The revolution included establishment of a “committee bill of rights” to counter arbitrary and obstructive chairmen, and the overthrow of the seniority system that automatically elevated the longest-serving member on a committee to its chairmanship. That system was replaced, through a caucus rules change, with the election of chairmen by the party caucus.
Three committee chairmen were removed from their positions in 1974 with a big nudge from a large freshman class of “Watergate babies” who wanted to set an example for other chairmen. From then on, chairmen knew their survival depended on being responsive to the wishes of the caucus.

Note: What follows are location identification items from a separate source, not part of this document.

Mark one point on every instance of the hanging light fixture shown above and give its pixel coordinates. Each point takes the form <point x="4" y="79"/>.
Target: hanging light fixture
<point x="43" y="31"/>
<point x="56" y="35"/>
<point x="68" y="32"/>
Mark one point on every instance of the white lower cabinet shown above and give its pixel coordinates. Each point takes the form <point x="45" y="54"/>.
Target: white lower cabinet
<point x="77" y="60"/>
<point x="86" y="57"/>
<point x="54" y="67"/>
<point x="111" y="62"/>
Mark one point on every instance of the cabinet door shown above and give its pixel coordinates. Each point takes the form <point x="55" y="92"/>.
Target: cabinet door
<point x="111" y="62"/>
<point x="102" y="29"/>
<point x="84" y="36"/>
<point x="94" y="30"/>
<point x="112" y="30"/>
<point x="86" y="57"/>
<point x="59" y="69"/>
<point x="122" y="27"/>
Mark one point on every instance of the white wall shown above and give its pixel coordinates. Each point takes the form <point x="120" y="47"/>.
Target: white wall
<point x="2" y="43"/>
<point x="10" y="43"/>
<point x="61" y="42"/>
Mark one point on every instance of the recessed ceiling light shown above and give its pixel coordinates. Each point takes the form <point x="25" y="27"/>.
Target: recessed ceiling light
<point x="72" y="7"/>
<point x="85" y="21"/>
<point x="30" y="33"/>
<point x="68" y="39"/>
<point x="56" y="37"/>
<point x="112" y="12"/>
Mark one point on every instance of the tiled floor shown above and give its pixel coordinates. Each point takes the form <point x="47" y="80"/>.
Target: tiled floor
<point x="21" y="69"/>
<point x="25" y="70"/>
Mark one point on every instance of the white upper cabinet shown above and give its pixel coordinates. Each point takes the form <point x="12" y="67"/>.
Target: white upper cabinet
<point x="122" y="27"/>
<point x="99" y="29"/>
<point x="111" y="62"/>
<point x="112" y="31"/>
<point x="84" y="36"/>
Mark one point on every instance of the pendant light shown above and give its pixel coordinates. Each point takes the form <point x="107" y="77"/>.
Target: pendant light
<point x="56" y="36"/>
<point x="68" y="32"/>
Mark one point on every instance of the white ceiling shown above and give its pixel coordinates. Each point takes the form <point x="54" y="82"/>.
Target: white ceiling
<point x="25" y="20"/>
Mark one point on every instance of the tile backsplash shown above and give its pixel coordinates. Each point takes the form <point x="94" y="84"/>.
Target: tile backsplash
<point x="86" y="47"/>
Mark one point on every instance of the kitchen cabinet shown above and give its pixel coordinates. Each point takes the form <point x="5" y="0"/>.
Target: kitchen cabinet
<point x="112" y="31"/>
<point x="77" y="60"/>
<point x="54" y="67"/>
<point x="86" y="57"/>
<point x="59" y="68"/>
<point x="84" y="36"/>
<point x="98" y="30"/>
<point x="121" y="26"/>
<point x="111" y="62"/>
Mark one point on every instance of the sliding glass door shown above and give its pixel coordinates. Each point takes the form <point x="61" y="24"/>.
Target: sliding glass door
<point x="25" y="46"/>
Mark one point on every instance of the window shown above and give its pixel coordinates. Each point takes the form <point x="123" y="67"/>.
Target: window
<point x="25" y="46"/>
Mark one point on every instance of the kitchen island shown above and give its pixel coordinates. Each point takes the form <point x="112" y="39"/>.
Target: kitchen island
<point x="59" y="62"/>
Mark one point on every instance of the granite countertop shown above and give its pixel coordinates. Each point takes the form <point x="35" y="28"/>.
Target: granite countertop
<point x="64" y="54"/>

Oleszek was present for that opening round of reforms in what would become a transformative period in Congress, in which power gradually moved from committees to party caucuses and leaders — for better and worse, as he will be the first to tell you. There wasn’t a subsequent House or Senate reform effort in which Oleszek and his CRS colleagues weren't involved.
Not all efforts were successful. Oleszek and co-author Roger Davidson, in their book “Congress Against Itself," chronicle how the recommendations of a 1973-74 bipartisan select committee on committees were sidetracked to the Democratic Caucus and then gutted by a party substitute.
Likewise, in “Congress Under Fire,” Oleszek and C. Lawrence Evans, who had both worked on the staff of the Joint Committee on the Organization of Congress in 1993-94, recount how, in the middle of the Rules Committee markup of the panel’s recommendations, Speaker Tom Foley, D-Wash., pulled the plug on the bill to avert a revolt by his committee chairmen.
The story still has a happy ending. When Republicans took control of the House in the 1994 elections, they resurrected many of the joint committee’s reforms in their opening day House rules package and quickly adopted them.
As the award citation observed, “Walter Oleszek epitomizes the characteristics and achievements the Walter Beach Award was created to honor — someone whom Woodrow Wilson would recognize as combining the ‘statesmanship of thinking’ with the ‘statesmanship of action.’”
And he is still going strong at the CRS — a remarkable four-decade-plus run that keeps on giving.